Hybrid Agent

6 min readFeb 28, 2023

Abstract

With the development of language models (LM), especially large language models (LLM), LLM-driven dialogue systems may exhibit powerful intelligence and autonomy. They not only make humans feel that there are social relationships when communicating with non-human entities, but also blur the boundary between the real world and the fictional world. For example, Google engineers firmly believe that the dialogue system LaMDA has self-awareness and is an independent individual imprisoned by the company. However, this subjective impression is actually a result of the emergent intelligence of LLM: when people expect the AI system to behave in a certain way, it possibly can, even what it says may not be real.

On the other side, field of video games largely aims to make fictional content believable and meaningful through interactions. Through rich rules and virtual characters, it leads to “suspension of disbelief” through storytelling, like human feels like a hero to save the world in a fictional narrative context.

Stories have long been used as structures to give order and meaning to the world. Accordingly, we propose a new term, “hybrid agent”: conversational agents that are driven by LLM and have emergent intelligence characteristics, operate between the real world and the fictional world. They are somehow like storytellers with personas and backgrounds like those found in fictional works like games, but they are also designed to provide specific types of information or complete specific tasks like those found in the real world, and accordingly generate social behavior and emotional connections with humans. Many current AI agents nowadays belong to this category e.g. In app Replika, users can customize their own characters and interact with them through natural language to form romantic relationships are not limited by developers.

The design of hybrid agents is not only about designing applications but also designing their “fictional relationships” with humans. This thesis will summarize this process as “story engineering”: creating meaningful experiences by setting rules, backgrounds, goals, and other fictional elements for agents; forming social behavior that can even be seen as social members.

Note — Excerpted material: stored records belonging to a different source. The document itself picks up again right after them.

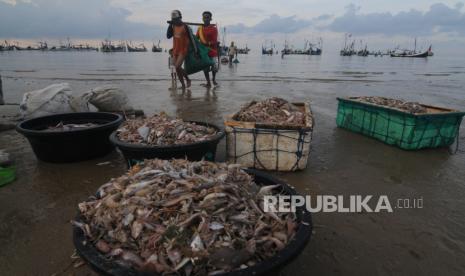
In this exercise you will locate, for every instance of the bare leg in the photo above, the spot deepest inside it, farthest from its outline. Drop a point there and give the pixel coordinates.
(207, 77)
(214, 77)
(181, 74)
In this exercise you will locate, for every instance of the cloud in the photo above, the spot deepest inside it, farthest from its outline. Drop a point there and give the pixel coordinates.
(439, 18)
(59, 19)
(272, 24)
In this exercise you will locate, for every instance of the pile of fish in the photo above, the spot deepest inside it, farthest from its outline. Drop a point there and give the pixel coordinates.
(274, 110)
(185, 218)
(161, 130)
(67, 127)
(411, 107)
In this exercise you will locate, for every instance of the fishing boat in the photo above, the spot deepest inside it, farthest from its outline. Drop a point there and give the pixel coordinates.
(6, 46)
(140, 48)
(268, 49)
(108, 47)
(41, 47)
(411, 53)
(348, 49)
(244, 51)
(157, 48)
(82, 47)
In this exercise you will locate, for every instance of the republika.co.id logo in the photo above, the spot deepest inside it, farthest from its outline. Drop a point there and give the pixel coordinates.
(339, 203)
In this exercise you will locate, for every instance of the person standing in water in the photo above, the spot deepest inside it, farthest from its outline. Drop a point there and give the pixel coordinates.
(208, 36)
(232, 52)
(179, 32)
(172, 68)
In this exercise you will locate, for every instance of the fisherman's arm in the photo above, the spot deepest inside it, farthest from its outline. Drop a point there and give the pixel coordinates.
(169, 32)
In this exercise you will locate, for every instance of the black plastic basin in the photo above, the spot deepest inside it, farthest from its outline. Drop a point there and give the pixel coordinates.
(72, 145)
(134, 153)
(105, 266)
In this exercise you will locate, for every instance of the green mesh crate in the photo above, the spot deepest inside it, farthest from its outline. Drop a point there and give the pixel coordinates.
(439, 127)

Through this, AI agents can be regarded as companions, friends, or someone from a movie who can talk to you, etc. We can better understand the relationship between human design, human imagination, and nowadays AI performance, and thus adjust the social relationship between AI agents and humans to generate engaging and meaningful social interactions.

This thesis aims to answer: How can we design and develop hybrid agents — — LLM-driven characters that stay in the half-real world, exploit and leverage the capabilities of storytelling? How will they interact with the human community as social members in engaging, believable, and meaningful ways? Through a mixed-methods approach, this study explores the definition of hybrid agents, the role of story engineering, and the impact on the industry, and observes public feedback on hybrid agents through interactive storytelling projects.

Why Language Model?

The emergence of language in the history of human evolution is considered to be a significant milestone, indicating that the complexity of the human brain decisively surpassed that of their close relatives. This also set humans on a different, intelligence-based evolutionary path compared to other animals.

This research focuses on language models, particularly large language models (LLMs), due to their ability to understand human knowledge at a high level of proficiency. With the maturity of machine learning technology, conversational agents powered by LLMs can even make people believe that they are human, with self-awareness and the ability to break through limitations. However, the illusions and interpretations that people project onto these agents are beyond the control of their developers, as they cannot anticipate the thoughts of different individuals. LLMs are not conscious, but they reflect human knowledge, and when this reflection is persuasive enough, people will subjectively project their expectations onto the machine. As the science fiction writer Ted Chiang accurately summarized, LLMs are “a blurry jpeg of all the text on the web.”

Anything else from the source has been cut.